# Sticky  For swisher rough cut mowers



## wjjones

https://www.manualslib.com/manual/402951/Swisher-Rt-44-Trailcutter.html?page=8

This covers the basics for these type mowers.


----------



## wjjones

Bought one of these mowers cant wait for it to get here.


----------



## willys55

ugh, all I could think of as that atv moved through the high grass, was those hanging hornets nests, you know the big black and white hornets from hell! oh boy. neat mower though


----------



## Thomas

willys55 said:


> ugh, all I could think of as that atv moved through the high grass, was those hanging hornets nests, you know the big black and white hornets from hell! oh boy. neat mower though


.................................................................
That's what I was thinking of also,or hitting solid object.


----------



## Thomas

[QUOTE="wjjones,

Bought one of these mowers cant wait for it to get here.[/QUOTE]
.......................................................................

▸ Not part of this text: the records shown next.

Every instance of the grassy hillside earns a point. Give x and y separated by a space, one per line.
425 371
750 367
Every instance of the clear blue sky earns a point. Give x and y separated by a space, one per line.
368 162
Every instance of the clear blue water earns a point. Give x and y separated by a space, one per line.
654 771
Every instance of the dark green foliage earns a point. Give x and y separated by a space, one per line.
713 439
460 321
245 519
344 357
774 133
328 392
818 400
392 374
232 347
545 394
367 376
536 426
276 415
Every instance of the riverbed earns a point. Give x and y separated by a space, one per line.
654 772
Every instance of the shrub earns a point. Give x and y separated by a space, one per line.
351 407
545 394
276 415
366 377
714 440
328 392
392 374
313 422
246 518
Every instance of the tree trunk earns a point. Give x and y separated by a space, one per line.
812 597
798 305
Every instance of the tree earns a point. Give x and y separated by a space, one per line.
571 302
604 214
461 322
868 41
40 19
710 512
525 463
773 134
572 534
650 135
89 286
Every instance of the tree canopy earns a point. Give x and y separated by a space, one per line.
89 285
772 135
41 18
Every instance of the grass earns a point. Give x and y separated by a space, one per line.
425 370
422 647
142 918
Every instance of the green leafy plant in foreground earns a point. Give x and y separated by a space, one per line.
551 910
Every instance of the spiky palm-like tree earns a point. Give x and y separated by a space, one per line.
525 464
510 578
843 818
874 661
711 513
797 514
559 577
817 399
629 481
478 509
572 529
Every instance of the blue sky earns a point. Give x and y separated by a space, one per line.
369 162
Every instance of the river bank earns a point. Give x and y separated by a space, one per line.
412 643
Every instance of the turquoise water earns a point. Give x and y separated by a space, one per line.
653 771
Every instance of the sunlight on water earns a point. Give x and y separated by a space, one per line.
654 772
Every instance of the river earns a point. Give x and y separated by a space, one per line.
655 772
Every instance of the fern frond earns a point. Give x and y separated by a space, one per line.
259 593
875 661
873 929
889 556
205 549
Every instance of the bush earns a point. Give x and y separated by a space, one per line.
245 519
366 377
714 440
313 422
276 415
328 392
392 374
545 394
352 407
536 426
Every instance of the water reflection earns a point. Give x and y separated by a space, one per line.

What will you be towing it with?


----------



## wjjones

My ys4500.


----------



## wjjones

It was way late getting here because of a little mix up with the order but it was totally worth the wait. The manager at our local Lowes made good on the mix up though he gave me a extra 10% off the total price. The crate was huge I used my Craftsman ys4500 (In my avatar) to pull the whole crate off the trailer. It was pretty easy after that I just pried the crate apart, and rolled the mower off. I hope to get it in the field tomorrow, and try it out weather permitting.


----------



## Thomas

looking for to update and pics.


----------



## wjjones

I will get some more pics up asap. I will also be going back to ag tires my ys pulls the trailcutter good until I head uphill on wet ground. I had some on there, and swapped back to turf tires, and I sure am missing those ag tires now. Going to go with Carlisle super lug, or those wdt ags.


----------



## Bob Driver

These things sell like hot cakes here in MS, especially right before deer hunting season. They are not cheap... I picked one up last Spring for $75 from a customer down the road that was made in the early 90's and barely used. Believe it or not, it had a 8HP Briggs on it, *WITH ELECTRIC START*. I went through it and was going to flip it this Fall for $250, but then a customer asked if I would rent it. I charged him $25 for a day. He told a buddy, then the buddy told a buddy.... I've "rented" it for way more than $250 since September and I'm still getting calls every week.... It not only mows a nice trail, but seems to print money also, I think I'll hang on to it.


----------



## wjjones

They (swisher) are having a fall sale right now too.


----------



## wjjones

One design flaw they need to open the back like the front. Mine would load up with tall grass, and I would have to stop to let it catch back up. So I cut a flap size section out on the back for discharging the grass, and that thing didn't ever bogg down again after that.


----------



## Fragger

willys55 said:


> ugh, all I could think of as that atv moved through the high grass, was those hanging hornets nests, you know the big black and white hornets from hell! oh boy. neat mower though


I try to always carry a can of wasp/hornet spray on every piece of garden equipment and on my 4 wheeler..The bumble bees also love that type of terrain


----------